In sensing, several key challenges are still opened, like the specific detection of saccharides, dioxins, quinones, or phosphates, which are all highly difficult analytes to discriminate from topological competitors [42,43,44]. When dealing with saccharides, most sensors exploit the unique affinity of boronic acid for diols to generate boronate esters [45]. Since the first publication of a boronic acid-based sensor for saccharides in the 1990s [46], the number of publications in the field has grown tremendously. In parallel, the sophistication of the sensors has increased drastically, moving from one to two boronic acid functions per sugars to increase the binding affinity [47], to sensors with a nitrogen atom next to the boronic acid active site [48,49,50], to sensors incorporating fluorescent probes for rapid visual detection [51,52,53,54], to sensors exploiting indicator displacement assay mechanisms [55,56,57], to sensors with redox active functional groups [58,59,60], or to hybrid materials incorporating multiple boronic acid functions [61,62,63,64,65]. Therefore, to develop a new family of sensors, we have used a different scaffold: A water-soluble coordination-driven arene ruthenium assembly functionalized with boronic acids. Then, we have studied its ability to sense various analytes, from saccharides to phosphorylated molecules as well as planar aromatics.

2. Results

The synthesis of the boronic acid functionalized metalla-rectangle [{Ru(p-cymene)}4(bpe)2(babo)2]4+ (MR1) is straightforward (Scheme 1). It is performed in methanol at reflux, by mixing the dinuclear complex [{Ru(p-cymene)}2(babo)Cl2] (babo-H2 = N,N′-bis{4-(4,4,5,5-tetramethyl-1,3,2-dioxaborolan-2-yl)benzyl}oxalamide) with 1,2-bis(4-pyridyl)ethylene (bpe) in the presence of silver triflate (see the SI for full description and characterization). The tetracationic complex is isolated as its triflate salt in excellent yield (94%). The stereogenic nature of the ruthenium atoms reduces the symmetry, thus complicating the 1H NMR spectrum (Figure S12). Nevertheless, the corresponding DOSY (diffusion-ordered spectroscopy) shows a single compound in solution (Figure S14), supporting the formation of MR1. Moreover, multiple peaks in the ESI-MS spectrum (Figure S16) confirm the formation of the assembly, especially the one at m/z = 720.15, which correspond to [MR1 + CF3SO3]3+ (Figure S26a) and at m/z = 830.58 for the host–guest fluorescein⸦MR1 system [MR1 + fluorescein + CF3SO3]3+ (Figure S26b). Such multiple-charged peaks of intact arene ruthenium metalla-assembly plus counter anions with or without guests are commonly observed with arene ruthenium assemblies [66,67].

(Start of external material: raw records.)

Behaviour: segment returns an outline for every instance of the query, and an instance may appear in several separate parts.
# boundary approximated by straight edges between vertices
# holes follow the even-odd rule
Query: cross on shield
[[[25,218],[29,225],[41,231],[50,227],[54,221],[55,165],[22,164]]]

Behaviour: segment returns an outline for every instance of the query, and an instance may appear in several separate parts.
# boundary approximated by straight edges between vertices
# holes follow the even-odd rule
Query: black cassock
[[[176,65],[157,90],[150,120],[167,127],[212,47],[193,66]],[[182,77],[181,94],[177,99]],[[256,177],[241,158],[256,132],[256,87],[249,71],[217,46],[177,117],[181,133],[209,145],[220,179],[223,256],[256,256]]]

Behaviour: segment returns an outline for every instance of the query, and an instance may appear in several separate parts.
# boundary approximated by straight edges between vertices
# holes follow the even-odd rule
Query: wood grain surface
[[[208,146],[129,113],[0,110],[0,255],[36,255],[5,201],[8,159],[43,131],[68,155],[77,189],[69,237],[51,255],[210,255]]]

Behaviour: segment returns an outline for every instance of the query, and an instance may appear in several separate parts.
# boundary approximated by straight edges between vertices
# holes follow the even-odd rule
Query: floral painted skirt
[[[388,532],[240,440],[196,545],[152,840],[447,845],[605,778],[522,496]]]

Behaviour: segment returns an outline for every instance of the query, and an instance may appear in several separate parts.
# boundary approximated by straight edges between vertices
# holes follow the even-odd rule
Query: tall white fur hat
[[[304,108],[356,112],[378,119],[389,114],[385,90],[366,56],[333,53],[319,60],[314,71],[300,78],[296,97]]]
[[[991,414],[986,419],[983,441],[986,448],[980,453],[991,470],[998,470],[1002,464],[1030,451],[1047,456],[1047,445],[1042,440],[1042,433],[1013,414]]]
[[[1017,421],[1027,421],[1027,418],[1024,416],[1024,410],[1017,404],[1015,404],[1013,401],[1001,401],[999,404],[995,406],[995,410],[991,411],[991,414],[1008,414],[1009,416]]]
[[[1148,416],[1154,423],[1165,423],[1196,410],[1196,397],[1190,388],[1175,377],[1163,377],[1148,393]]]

Then, three fluorescent dyes (fluorescein, eosin Y, and erythrosin B) were added to MR1 to form the corresponding host–guest systems, fluorophore⸦MR1. Interestingly, the quenching of the fluorescence for a 1:1 host–guest ratio was not total in water at pH 8.0 (HEPES buffer), and the encapsulation process of the dyes have shown different dynamic behaviors. In the case of fluorescein, heating at 35 °C overnight was required to reach equilibrium, and the fluorescence was quenched by 34% (Tables S1 and S2). On the other hand, for eosin Y and erythrosin B, an equilibrium was reached in only two hours at room temperature, with quenching values of 14% and 17%, respectively. The quenching behavior for a 1:1 MR1: fluorophore ratio has raised questions on the nature of the host–guest interactions and the location of the fluorophore in MR1. Therefore, further studies involving MR1 and fluorophores were conducted to better understand the interactions that take place in water (pH 8.0) between the fluorophore and MR1.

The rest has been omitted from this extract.